いつかの約束を守るために

白石 幸知

第1話

「──面白いアニメだったな……」

 大学の長期休暇の間、小説を描き続けていた僕は、休憩がてら撮りためていた深夜アニメを消化した。これが一度見始めるとなかなか抜けられず、結局ワンクール全部見切ってしまった。

「やっちゃったなあ。これだと新人賞の締め切り間に合わないよ……」

 六畳のワンルーム、テレビからノートパソコンに向き直った僕は、再び原稿の作業に戻った。作業机の上には、国語辞典や類語辞典、文章の参考にした小説の文庫本など、本を並べていたり、充電中のスマホ、アニメを見ながらすすっていたホットココアの入ったマグカップが広げられている。

「ま、それでも書かないといけないのですが、ね」

 再びカチャカチャとキーボードを叩く。気分転換した後だったからか、進みは良く、パソコンの画面に点滅するカーソルの動きは滑らかだった。

 まあ、大学生の一人暮らしでそんないい家に住めるはずもなく、薄い壁越しからはテレビの音や、宅飲みをしているのだろう大学生の集まりのどんちゃん騒ぎが聞こえてくる。……たまにエッロイ音声が伝ってくることがあるから、今日はまだマシ。まあ、本物か映像かなんて僕は知らないけど。知りたくもないけど。

 別に雑音が嫌いなわけじゃない。むしろ好きだし、その方が集中できる。例外もあるけどね。

 一時間くらい原稿をやっていると、机の上のスマホが着信を知らせた。僕は手際よく電話に出る。

「や、司。どうした? こんな夜中に」

 電話口からは、かつての高校の友達の疲れた声が流れてきた。

「よお……洸。悪いな、こんな夜中に。……絵がなかなか描けなくてよ……間に合わないかもしれないんだよ」

「ああ、そういえば即売会で本出すんだっけ、司のサークル」

 電話の相手の司は、高校の文芸部の仲間で、絵を描いている。絵なんて素人な僕が言うのもあれだけど、かなり上手い。いわゆる「綺麗な絵」を描く人で、司の描くキャラクターは皆透明感に溢れている。僕とは別の大学に行ったけど、そこでもまだ活動は続けている。

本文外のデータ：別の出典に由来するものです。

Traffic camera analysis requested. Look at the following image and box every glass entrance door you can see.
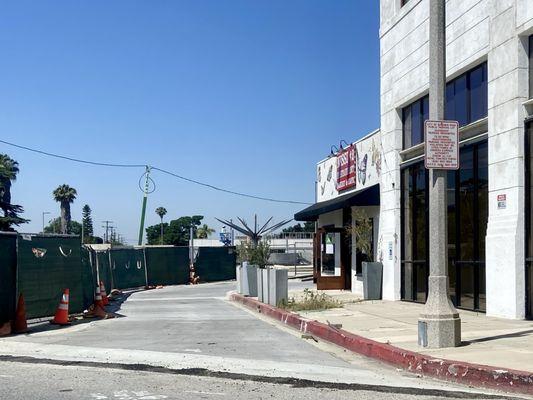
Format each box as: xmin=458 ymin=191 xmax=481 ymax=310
xmin=316 ymin=227 xmax=346 ymax=290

「ああ。ちょっと詰まってきたから、気分転換しようと思って。明日、洸は暇?」

 完全に声が死んでいる司は、僕に予定を尋ねてきた。どこかに行くのだろうか。

「うん、暇だよ。っていうか、明日って、今日のことだよね? 一応。もう零時またいでいるから確認するけど」

「……そうだな、今日だ。いや、秋葉原で漫画の展覧会やってるんだ。日常の祭典の。そのチケット間違って二枚買ってさ……あれだったら洸もどうかなーって」

「まじ? ……行く、行くわ。僕も原稿一段落つかせて行く」

 一瞬パソコン画面の左下の文字数をチラ見して、即答で返事をした。いや、好きな出版社の漫画の展覧会見に行くかと言われて行かない筋合いはないでしょ。チケット買いそびれたんだよなあ……。

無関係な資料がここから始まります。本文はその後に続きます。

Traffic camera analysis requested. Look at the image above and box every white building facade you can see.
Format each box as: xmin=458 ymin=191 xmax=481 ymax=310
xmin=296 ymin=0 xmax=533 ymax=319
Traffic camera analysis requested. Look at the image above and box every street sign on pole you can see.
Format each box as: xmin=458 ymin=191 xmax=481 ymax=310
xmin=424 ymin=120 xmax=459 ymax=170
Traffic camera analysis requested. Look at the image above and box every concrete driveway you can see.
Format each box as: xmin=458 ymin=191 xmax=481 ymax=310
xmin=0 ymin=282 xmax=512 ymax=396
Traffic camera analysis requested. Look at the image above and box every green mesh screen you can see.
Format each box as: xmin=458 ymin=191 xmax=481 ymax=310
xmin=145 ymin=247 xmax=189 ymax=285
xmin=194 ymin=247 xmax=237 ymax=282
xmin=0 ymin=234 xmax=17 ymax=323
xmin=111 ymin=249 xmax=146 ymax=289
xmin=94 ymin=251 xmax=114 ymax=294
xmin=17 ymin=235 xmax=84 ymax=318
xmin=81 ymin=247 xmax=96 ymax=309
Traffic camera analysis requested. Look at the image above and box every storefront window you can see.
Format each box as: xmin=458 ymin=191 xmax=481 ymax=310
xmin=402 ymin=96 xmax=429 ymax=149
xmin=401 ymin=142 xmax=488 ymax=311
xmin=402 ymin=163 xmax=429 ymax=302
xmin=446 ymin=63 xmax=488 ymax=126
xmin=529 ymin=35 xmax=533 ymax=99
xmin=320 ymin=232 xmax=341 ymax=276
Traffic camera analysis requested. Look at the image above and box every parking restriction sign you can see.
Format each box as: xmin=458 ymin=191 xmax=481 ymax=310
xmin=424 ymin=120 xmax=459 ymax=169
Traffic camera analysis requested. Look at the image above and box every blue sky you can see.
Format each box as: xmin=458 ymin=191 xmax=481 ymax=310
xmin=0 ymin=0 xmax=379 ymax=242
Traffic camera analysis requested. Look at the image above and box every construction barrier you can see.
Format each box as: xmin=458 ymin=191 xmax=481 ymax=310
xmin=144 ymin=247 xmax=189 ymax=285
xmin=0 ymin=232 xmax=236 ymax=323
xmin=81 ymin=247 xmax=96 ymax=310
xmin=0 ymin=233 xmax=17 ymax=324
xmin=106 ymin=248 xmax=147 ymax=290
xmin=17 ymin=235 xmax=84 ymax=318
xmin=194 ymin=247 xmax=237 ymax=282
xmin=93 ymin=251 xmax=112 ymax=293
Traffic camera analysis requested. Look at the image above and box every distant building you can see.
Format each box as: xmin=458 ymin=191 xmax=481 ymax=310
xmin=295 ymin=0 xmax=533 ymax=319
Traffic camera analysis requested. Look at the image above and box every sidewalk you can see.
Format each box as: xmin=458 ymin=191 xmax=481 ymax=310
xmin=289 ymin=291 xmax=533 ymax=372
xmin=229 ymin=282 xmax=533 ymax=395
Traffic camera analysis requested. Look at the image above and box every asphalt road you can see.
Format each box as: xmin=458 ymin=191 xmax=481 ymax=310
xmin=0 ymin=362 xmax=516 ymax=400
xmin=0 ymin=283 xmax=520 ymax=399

「オッケ―。……じゃあ、今日の朝八時半に秋葉原駅の電気街口で。じゃあ、俺は寝る……」

「あ、ああ。おやすみ」

 電話が切れた。今の時間と、待ち合わせの時間を照らし合わせ、何時に寝ないといけないかの見当を立てる。

 僕の家から秋葉原までは大体三十分で行けるから、七時には起きないといけないな。……なら四時前には寝ないと。

 じゃあ、あと一時間ちょいか。

 電話を挟んだことで、一旦集中が切れてしまった。僕は、机の引き出しにしまっている一枚のイラストを手に取る。

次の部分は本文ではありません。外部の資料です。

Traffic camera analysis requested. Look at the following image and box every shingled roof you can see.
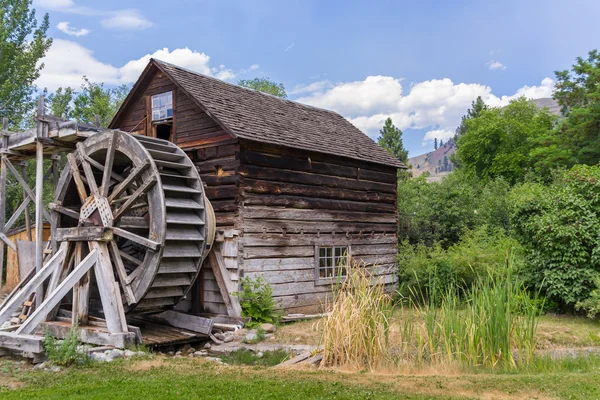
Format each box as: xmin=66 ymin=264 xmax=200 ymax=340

 それは、僕と司が高三のときに作ったライトノベルのキャラクターだった。文芸部の部誌にも載せて、まあまあの反響を得た作品だ。

 たった一枚の紙に、ペンで彩られた一つの世界観。

 司が描いた女の子は何も口にしていないのに、どこか伝わってくる心情。名残惜しそうに落ち葉を見つめる目線は、どことなく別れを想起させて。中途半端に伸ばしかけた右手は、彼女の赤く染まった表情と照らし合わせると手を繋ぎたかったのかなとすら思えてくる。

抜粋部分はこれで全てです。